Em texto, Magno Martins, chama Anderson Ferreira de “mentiroso”, “pedante”, “exibicionista, midiático e vendedor de ilusões”

Escrito do jornalista mais parece um ataque pessoal ao gestor, e nem de longe lembra uma avaliação jornalística 

04/12/19 às 15:01 – Por Andros Silva 

anderson-magno

Anderson Ferreira e Magno Martins. Imagens/Reprodução

“Mentiroso”, “pedante”, “exibicionista, midiático e vendedor de ilusões”, essas foram as palavras usadas pelo jornalista Magno Martins no texto intitulado “Mitos de barros não se sustentam” publicado na manhã desta quarta-feira (04), em seu blog, ao falar sobre o atual prefeito de Jaboatão dos Guararapes Anderson Ferreira (PL).

Se a ideia do renomado colunista do jornal Folha de Pernambuco, era fazer uma avaliação jornalística sobre a pesquisa do Instituto Opinião, que mostrou a deputada Gleide Ângelo (PSB) aparecendo na frente, com percentuais três vezes a mais do que Anderson, 35% das intenções de voto contra 13,2% do Ferreira, o escrito ficou parecendo mais um ataque pessoal ao gestor.

Quem ler, fica com a sensação que o texto foi escrito por um opositor raivoso. A pergunta que fica é, porque tanta raiva? Eu hein! Abaixo reproduzimos o texto na íntegra!

Mitos de barros não se sustentam

Os números da pesquisa do Opinião (na postagem abaixo) sobre a eleição em Jaboatão, segundo maior colégio eleitoral do Estado, quebram mitos e viram inverdades em letra morta. A maior delas: a de que os Ferreira, liderados pelo prefeito midiático e exageradamente pedante Anderson Ferreira (PL), seria um castelo de engenharia política sólido para transpor o território pernambucano além da fronteira de Jaboatão.
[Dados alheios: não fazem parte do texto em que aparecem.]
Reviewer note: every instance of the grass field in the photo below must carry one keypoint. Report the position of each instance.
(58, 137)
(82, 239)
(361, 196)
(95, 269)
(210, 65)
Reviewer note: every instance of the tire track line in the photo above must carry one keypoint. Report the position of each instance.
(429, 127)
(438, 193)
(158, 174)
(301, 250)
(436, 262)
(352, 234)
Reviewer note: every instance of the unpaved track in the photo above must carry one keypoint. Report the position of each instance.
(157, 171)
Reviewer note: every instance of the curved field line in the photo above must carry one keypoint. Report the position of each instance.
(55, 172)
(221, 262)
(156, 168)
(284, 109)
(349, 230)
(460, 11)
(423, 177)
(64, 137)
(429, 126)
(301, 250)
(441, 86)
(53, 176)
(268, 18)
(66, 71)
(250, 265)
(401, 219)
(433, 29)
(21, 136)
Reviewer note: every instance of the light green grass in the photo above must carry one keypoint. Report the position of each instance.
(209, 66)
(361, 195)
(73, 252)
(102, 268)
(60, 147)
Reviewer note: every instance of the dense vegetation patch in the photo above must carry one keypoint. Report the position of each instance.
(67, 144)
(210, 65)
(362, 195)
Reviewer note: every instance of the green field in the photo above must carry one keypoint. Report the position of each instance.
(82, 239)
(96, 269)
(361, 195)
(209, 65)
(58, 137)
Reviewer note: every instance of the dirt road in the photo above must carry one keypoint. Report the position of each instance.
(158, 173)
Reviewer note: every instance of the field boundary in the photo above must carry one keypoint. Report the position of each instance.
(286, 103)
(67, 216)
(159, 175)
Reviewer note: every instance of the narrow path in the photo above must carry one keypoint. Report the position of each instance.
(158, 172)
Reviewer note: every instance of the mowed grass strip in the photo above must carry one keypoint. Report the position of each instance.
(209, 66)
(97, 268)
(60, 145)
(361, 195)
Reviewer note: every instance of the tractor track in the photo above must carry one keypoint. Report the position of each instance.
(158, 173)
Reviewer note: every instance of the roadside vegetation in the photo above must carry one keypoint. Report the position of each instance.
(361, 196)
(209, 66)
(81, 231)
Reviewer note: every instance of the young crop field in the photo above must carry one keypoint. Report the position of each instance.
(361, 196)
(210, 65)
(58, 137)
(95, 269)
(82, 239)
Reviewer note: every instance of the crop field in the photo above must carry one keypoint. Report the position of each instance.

Deu para perceber que nao é. É, na verdade, um castelo de areia, destruído num sopro de uma delegada, fenômeno eleitoral nas eleições de 2018, que nunca assumiu sequer a condição de pré-candidata a roubar a cadeira e a caneta do gestor exibicionista.

Mitos de barros, como santos que se quebram num descuido de séquitos em procissão, são fáceis de serem erguidos sob o artifício da mentira. Mas não resistem à luz da realidade e da verdade. Anderson posa de gestor moderno, diferenciado, um novo Eduardo Campos tupiniquim.

Tudo ensaio apropriado para um bom conto de ficção política. A avaliação da sua gestão, extremamente baixa, não deixa dúvidas. Quando uma obra de pedra e cal não existe, mentiras não se sustentam, têm pernas curtas como reza um velho ditado dos nossos avós.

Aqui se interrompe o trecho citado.